To be honest, I wasn't exactly thrilled about the visuals of a big, honkin' RV sidled up to the left side of our property. But what was way, way bigger than my vanity was the absolute relief of knowing Bill would be so close, that we could be with him in the blink of an eye for any need. No one would have to go screaming down the road through traffic, red lights, backups, etc. trying to get to him. All he'd need to do is text or yell or make his way down the mulched path from Gary to our house, and we'd be there. This solution gave him (and us) the perfect amounts of privacy combined with loads of togetherness. What's better than that? Vanity, be damned. He felt safe being here with us, and that was worth more than anything. (Plus, #hurricanenugget, upon their arrival, was immediately living her best life. #veryimportant)

In the early days of this living arrangement, we felt our way forward, navigating how much space and privacy he and we wanted and needed. It was important to all of us that Bill experience as much independence as he could for as long as possible, so I quickly formed a habit of glancing out any RV-facing window when I passed by, looking for light-related clues as to how he was and what was happening out there from day to day.
  • In the morning, if his blinds stayed closed to the sun, I had cause for concern. It could have been another cluster headache, post-chemo-yuck, or any number of ailments. Not letting light in often meant "not a good day." 
  • If his blinds stayed closed during the day and there was no sign of lights as dusk turned to night, that was extra cause for concern. He was likely sleeping so long and hard that he hadn't waken up to eat (at the very least), so checking in was in order.
  • If, however, his blinds went up before noon, especially if all of them went up, I knew he was up and about, feeling decent, happy to engage.
  • At night, assuming he'd opened his blinds during the day, he closed them when he was winding down for the evening. He was a night owl, but "blinds-down, lights on" always indicated a turning inward and was (usually) a sign that all was well. 
  • Our upstairs bathroom windows look out over the back yard, and when nature called in the middle of the night, I always glanced out. Sometimes all the lights would be on, radiating yellow-gold through the fabric of the blinds. He'd be up at odd hours, but if the lights were bright, I knew he was probably okay.
  • And finally, the most consistent light of all...a wee little lamp tucked into the back corner of his space, next to the window facing the house, closest to the chickens. When he went to bed, he always turned all the lights out but left this little light of his on. It felt like our distanced version of, "G'night, John Boy!" And I could usually rest easier, knowing he had turned in for the night. For me, that was his, "All is well, good night" light.
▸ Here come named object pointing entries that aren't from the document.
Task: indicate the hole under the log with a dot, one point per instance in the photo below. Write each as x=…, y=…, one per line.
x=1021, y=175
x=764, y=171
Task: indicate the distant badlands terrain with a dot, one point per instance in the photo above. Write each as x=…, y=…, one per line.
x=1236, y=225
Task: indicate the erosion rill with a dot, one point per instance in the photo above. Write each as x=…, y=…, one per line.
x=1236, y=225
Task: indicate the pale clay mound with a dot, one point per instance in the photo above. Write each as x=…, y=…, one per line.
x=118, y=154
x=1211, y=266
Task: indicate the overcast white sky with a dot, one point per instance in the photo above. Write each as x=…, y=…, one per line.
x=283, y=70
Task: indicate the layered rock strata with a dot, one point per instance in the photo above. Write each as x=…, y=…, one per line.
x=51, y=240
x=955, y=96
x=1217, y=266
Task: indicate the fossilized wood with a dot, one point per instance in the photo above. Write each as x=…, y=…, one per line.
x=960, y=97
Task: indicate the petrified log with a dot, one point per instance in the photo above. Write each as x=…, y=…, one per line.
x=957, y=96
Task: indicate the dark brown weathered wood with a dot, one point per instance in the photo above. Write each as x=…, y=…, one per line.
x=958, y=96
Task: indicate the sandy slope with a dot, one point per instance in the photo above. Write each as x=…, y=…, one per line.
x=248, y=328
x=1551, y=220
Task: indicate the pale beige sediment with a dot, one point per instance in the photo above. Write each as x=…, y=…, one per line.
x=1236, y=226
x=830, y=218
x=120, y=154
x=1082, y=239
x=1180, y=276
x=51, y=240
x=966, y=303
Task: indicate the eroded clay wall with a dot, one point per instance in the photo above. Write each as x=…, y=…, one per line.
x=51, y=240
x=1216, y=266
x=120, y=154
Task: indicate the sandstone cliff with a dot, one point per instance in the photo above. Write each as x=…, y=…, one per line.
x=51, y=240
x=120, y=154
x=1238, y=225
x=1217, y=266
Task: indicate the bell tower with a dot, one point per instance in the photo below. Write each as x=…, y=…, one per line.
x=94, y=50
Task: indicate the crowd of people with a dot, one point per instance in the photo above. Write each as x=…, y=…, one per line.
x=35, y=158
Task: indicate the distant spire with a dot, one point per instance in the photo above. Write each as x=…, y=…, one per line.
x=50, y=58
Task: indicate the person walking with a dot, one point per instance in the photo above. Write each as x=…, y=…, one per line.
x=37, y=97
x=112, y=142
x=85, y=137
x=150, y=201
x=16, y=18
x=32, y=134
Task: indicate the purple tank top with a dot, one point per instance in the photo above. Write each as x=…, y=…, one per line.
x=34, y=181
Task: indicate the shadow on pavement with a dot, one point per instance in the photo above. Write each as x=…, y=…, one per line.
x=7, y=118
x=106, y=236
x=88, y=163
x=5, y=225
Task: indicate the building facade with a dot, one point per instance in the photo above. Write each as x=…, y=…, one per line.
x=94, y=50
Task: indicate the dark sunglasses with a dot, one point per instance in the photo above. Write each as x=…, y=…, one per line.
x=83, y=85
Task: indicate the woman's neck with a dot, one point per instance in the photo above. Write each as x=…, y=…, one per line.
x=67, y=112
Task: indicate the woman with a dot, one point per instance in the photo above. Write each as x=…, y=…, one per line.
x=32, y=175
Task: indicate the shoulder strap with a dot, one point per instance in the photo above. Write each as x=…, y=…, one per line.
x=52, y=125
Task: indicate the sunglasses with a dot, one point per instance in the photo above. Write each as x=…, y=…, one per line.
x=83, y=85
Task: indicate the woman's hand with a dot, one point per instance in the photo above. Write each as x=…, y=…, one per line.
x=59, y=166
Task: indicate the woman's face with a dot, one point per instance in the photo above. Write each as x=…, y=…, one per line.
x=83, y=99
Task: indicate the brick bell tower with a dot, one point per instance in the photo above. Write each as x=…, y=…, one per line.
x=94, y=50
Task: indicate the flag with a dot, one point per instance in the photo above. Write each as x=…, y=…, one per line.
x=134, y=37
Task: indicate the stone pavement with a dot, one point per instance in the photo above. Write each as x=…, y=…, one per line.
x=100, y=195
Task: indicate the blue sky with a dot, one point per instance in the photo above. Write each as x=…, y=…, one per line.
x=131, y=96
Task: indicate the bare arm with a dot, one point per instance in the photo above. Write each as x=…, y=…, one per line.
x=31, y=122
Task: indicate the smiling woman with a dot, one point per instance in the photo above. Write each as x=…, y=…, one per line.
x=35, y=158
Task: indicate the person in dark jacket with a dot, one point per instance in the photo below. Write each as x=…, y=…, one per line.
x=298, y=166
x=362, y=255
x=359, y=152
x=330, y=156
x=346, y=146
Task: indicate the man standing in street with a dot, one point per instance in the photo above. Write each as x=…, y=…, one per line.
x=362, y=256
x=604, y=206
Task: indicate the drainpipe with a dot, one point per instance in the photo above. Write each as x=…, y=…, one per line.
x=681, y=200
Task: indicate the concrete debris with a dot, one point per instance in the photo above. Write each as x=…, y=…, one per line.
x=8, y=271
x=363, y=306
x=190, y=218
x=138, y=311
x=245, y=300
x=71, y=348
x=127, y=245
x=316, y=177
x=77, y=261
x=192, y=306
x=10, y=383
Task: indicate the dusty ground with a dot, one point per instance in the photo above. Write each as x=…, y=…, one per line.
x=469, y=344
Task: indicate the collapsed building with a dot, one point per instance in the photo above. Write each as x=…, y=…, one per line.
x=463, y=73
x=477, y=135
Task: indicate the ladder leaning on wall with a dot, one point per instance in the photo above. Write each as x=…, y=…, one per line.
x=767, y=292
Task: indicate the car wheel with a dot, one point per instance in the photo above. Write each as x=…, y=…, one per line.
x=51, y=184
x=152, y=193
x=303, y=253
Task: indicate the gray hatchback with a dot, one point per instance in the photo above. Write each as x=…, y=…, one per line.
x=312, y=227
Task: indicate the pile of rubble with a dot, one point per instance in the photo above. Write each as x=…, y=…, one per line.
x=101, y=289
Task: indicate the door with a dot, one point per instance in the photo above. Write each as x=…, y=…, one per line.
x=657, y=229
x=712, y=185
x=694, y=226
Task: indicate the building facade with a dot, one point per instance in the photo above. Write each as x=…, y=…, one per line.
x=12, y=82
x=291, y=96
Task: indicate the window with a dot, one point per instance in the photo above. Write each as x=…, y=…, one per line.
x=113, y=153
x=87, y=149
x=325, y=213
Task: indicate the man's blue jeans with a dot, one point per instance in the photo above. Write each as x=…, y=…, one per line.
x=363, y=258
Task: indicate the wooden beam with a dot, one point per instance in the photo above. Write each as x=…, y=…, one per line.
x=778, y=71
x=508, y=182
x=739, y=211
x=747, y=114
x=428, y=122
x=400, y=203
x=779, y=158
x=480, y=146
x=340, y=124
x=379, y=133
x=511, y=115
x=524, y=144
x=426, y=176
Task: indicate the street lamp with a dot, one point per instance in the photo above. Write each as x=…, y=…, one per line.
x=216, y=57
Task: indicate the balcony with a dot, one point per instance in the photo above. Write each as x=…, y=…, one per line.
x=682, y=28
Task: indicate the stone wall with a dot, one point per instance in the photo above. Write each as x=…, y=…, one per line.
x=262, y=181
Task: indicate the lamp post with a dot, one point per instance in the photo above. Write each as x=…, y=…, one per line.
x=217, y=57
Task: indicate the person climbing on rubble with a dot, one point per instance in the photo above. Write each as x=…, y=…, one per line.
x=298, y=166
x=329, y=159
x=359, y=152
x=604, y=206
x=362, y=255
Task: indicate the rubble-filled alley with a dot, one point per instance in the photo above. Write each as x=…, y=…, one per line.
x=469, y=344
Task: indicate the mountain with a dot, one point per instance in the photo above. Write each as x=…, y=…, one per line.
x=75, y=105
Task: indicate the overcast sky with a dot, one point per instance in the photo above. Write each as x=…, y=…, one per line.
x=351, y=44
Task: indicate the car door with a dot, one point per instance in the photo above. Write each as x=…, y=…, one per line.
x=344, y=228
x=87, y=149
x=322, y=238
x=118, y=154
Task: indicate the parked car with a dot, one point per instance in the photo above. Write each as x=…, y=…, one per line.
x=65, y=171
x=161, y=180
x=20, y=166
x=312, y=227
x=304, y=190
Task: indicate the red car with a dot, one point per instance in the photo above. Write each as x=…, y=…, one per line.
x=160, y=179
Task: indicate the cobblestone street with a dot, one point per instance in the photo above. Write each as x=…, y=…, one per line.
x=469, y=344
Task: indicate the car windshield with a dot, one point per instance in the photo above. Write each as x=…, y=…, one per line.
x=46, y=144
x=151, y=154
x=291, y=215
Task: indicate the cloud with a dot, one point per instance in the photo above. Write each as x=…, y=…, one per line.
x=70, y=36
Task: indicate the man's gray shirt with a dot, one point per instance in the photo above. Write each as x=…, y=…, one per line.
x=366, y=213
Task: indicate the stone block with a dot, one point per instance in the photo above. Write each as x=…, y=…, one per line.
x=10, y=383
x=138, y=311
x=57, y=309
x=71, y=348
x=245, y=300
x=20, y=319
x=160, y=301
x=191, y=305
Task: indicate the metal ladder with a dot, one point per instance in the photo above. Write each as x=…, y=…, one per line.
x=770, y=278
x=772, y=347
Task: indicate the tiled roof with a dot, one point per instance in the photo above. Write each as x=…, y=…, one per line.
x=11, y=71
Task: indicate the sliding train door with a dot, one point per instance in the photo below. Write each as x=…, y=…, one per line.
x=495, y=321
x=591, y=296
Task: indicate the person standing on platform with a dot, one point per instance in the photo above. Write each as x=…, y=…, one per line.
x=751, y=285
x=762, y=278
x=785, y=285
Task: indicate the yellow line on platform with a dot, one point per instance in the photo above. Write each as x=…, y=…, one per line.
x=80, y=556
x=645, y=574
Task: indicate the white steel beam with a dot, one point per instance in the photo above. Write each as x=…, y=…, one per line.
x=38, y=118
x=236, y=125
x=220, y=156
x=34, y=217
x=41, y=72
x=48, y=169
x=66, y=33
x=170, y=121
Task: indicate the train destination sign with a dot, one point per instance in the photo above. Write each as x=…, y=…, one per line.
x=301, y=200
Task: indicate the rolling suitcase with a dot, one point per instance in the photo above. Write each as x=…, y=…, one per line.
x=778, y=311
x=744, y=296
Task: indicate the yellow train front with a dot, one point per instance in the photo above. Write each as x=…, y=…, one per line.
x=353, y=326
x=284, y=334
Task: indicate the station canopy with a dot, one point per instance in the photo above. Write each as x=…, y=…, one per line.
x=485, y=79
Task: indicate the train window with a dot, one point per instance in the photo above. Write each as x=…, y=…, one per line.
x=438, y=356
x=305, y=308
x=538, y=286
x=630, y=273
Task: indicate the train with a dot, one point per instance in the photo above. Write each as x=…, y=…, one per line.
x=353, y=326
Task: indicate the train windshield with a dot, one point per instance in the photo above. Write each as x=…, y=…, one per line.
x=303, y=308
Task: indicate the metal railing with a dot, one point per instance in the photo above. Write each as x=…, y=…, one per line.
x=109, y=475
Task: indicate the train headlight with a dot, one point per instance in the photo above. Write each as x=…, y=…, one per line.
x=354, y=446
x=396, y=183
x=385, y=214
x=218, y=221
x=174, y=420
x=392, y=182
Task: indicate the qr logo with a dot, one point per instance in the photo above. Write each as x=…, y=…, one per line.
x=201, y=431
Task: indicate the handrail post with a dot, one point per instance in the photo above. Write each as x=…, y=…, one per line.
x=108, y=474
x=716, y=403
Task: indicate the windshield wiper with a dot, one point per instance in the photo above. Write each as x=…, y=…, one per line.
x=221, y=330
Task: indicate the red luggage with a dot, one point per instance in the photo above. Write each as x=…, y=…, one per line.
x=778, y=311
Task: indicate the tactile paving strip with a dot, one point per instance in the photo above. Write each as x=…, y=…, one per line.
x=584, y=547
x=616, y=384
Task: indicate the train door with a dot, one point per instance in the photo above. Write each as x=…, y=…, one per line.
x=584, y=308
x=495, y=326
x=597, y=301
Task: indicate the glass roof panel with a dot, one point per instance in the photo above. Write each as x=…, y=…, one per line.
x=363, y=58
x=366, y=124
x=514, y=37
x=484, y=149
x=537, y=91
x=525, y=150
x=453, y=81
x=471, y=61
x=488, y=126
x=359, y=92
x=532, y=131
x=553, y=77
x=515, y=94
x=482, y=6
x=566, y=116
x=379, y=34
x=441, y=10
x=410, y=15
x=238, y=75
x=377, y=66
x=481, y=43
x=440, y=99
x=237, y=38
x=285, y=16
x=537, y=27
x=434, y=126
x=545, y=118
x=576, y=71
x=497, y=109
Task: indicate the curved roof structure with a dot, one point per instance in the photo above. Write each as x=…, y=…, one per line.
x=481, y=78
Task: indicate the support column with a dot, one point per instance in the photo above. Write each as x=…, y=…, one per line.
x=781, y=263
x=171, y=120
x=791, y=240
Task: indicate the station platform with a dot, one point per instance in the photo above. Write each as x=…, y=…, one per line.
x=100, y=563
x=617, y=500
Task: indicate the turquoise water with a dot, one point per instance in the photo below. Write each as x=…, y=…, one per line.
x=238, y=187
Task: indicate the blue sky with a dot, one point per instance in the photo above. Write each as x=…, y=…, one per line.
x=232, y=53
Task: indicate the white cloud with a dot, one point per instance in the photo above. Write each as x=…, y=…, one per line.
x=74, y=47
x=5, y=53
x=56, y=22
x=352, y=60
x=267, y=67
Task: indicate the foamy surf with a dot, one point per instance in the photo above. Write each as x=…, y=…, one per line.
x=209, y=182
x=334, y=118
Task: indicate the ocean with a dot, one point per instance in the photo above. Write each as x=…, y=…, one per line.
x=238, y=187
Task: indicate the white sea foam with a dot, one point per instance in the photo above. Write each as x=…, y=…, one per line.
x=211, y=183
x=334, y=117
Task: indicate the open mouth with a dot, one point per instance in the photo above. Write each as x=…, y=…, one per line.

That "good night light" was the one that always got me, because I never looked at it, ever, without also having the thought that, one day, that corner of Gary would be dark, and there would be no Bill to putter around out there, listening to or playing music, making some kind of dinner he would rave about the next day, and turning in for the night after making sure his little lamp was on. 

These days, I still look. I can't help it. And it always brings some level of gut-punch combined with a heart-swelling moment of remembering. It hurts to look, but gratitude is always wafting about, too.

Did he know I always saw it?

Did he mean for it to be our "good night light"?

I'll never know. But I think I will always remember that little light of his. And I know I will forever cherish the deep, brilliant, loving, smart, kind, massive light that was him, and Mom. They both got so much joy out of seeing my and others' lights shine brighter. That is something I will take with me from here forward. It's already in me, but tripled now.